Tego dnia uczestnicy spotkania celebrowali jeszcze wspólnie nieszpory, a następnie Eucharystię – w bazylice licheńskiej. Dzień zakończył się wieczornym spotkaniem integracyjnym.
Czwartek, 9 listopada 2023 r. rozpoczął się celebracją Eucharystii z jutrznią, w kaplicy Domu Pielgrzyma. A następnie uczestnicy mogli wysłuchać konferencji pani prof. Monika Przybysz z Warszawy na temat młodych w Internecie, zatytułowany: W sieci Sieci – młodzi w Internecie. Prelegentka zauważyła, że młodzi korzystają z sieci przede wszystkim do rozrywki. Potrafią zrezygnować z jedzenia i snu tylko po to, by dłużej przebywać w sieci. 30 % z nich doświadcza poniżenia w sieci, i również ponad 30 % z nich doświadcza ośmieszania i poniżania.
Do wytwarzania serotoniny konieczny jest ruch i duża dawka światła słonecznego. Brak tego skutkuje obniżenie nastroju, a w dalszej konsekwencji prowadzi do depresji. Młodzi są przyklejeni do krzeseł i ekranów, są samotni, niewierzący, nieprawdziwi – bo przebywają w sieci długo, poprawiając swoje zdjęcia zanim je opublikują w sieci. Nie potrafią budować relacji w świecie rzeczywistym. Sztuczna inteligencja podsyła im treści tego, co wcześniej oglądali. Praca dzisiaj musi polegać na pracy z dziećmi i rodzicami.
Podczas kolejnej konferencji wygłoszonej ponownie przez ks. dra Kacpra Radzkiego z Wrocławia zatytułowanej: Bądź zaciekawiony a nie rozjuszony – kilka kroków do zrozumienia innych zostały wskazane pewne elementy warsztatowe mogące być podstawą naszej pracy z dziećmi i młodzieżą.
Prelegent wskazał na różne style wychowania, które są stosowane:
– autokratyczny – dominacja jednego z wychowawców, charakteryzuje się jednostronną komunikacją, hamuje rozwój emocjonalny, społeczny i moralny, wywołuje agresję i autoagresję;
– liberalny – stwarzanie niczym nie skrępowanych warunków działania dziecka; prowadzi do braku granic, powoduje nieznajomość norm;
– demokratyczny – najbardziej korzystny dla rozwoju osobowości dziecka; zakłada silną więź emocjonalną wychowawcy z dzieckiem; przedkłada tłumaczenie nad karanie;
Postawa wychowawcza:
Niepożądana – odtrącanie, unikanie, nadmierne wymagania, nadmierna ochrona;
Pożądana – akceptacja, współdziałanie, uznanie praw dziecka, dawanie dziecku rozumnej swobody;
Pięć kroków do zrozumienia innych:
1. wysłuchać z szacunkiem;
2. zapytać co ta osoba ma na myśli i co czuje;
3. zasięgnij opinii osoby, która dysponuje spostrzeżeniami na temat trudnego człowieka;
4. postaraj się wczuć w sytuację tej osoby;
5. postaraj się znaleźć nowy sposób na nawiązanie relacji z tą osobą.

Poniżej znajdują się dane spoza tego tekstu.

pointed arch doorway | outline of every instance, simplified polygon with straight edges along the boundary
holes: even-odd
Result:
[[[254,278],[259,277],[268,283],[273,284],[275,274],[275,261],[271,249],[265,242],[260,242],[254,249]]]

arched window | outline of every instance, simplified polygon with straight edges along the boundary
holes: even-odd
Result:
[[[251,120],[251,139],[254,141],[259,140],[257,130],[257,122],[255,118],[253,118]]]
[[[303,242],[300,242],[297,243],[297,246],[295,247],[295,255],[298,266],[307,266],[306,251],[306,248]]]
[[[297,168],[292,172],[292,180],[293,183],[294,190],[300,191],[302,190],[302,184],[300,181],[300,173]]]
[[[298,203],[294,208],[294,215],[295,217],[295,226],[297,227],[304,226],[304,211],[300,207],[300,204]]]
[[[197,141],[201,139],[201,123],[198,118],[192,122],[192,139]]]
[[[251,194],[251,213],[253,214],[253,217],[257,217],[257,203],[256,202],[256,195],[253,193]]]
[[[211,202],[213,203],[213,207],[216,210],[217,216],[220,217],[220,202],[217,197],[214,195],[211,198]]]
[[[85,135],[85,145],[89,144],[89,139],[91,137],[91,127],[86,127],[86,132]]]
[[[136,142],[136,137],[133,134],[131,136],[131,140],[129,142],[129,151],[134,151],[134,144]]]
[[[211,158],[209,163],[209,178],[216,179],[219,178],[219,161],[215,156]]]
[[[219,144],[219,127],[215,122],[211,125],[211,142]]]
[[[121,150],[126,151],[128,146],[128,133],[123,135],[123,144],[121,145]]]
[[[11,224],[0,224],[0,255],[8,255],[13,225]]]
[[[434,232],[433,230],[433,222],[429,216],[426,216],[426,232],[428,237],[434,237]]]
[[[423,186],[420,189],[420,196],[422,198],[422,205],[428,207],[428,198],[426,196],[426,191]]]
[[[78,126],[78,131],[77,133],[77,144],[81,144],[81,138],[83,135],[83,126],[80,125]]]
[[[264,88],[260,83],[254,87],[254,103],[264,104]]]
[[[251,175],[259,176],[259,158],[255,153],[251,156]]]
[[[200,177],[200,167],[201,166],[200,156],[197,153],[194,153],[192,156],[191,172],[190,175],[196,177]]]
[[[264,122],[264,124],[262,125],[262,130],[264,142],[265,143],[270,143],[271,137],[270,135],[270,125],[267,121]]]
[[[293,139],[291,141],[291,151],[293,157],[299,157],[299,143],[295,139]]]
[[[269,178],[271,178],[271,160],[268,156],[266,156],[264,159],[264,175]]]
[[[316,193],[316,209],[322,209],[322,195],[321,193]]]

Ostatnim punktem programu było przekazanie, przez ks. Bpa Piotra Gregera stanu prac Komisji ds. Kultu Bożego i Dyscypliny Sakramentów KEP. Komisja pracuje nad:
– Martyrologium – jest na etapie oczekiwania na recognitio z Dykasterii ds. Kultu Bożego i Dyscypliny Sakramentów;
– jest również przygotowany program formacji ustanowionego lektora, akolity i katechisty – czekamy na dokument z Dykasterii;
– Mszał rzymski – 7 listopada 2023 r. zostało zamknięte pełne tłumaczenie tekstu;
– został już wydany dekret zatwierdzający nowe brzmienie hymnu na wspomnienie bł. Karoliny Kózkówny;
–rok jubileuszowy 2025 – skomponowana została melodia do hymnu na ten rok;
– przygotowywane jest nowe wydanie Obrzędów chrześcijańskiego pogrzebu z urną;
– zatwierdzony został cały formularz mszalny, z własną prefacją, na wspomnienie św. Jadwigi, królowej.
74 spotkanie Diecezjalnych duszpasterzy służby liturgicznej zostało zakończone 9 listopada 2023 r. wspólnym odmówienie modlitwy w ciągu dnia.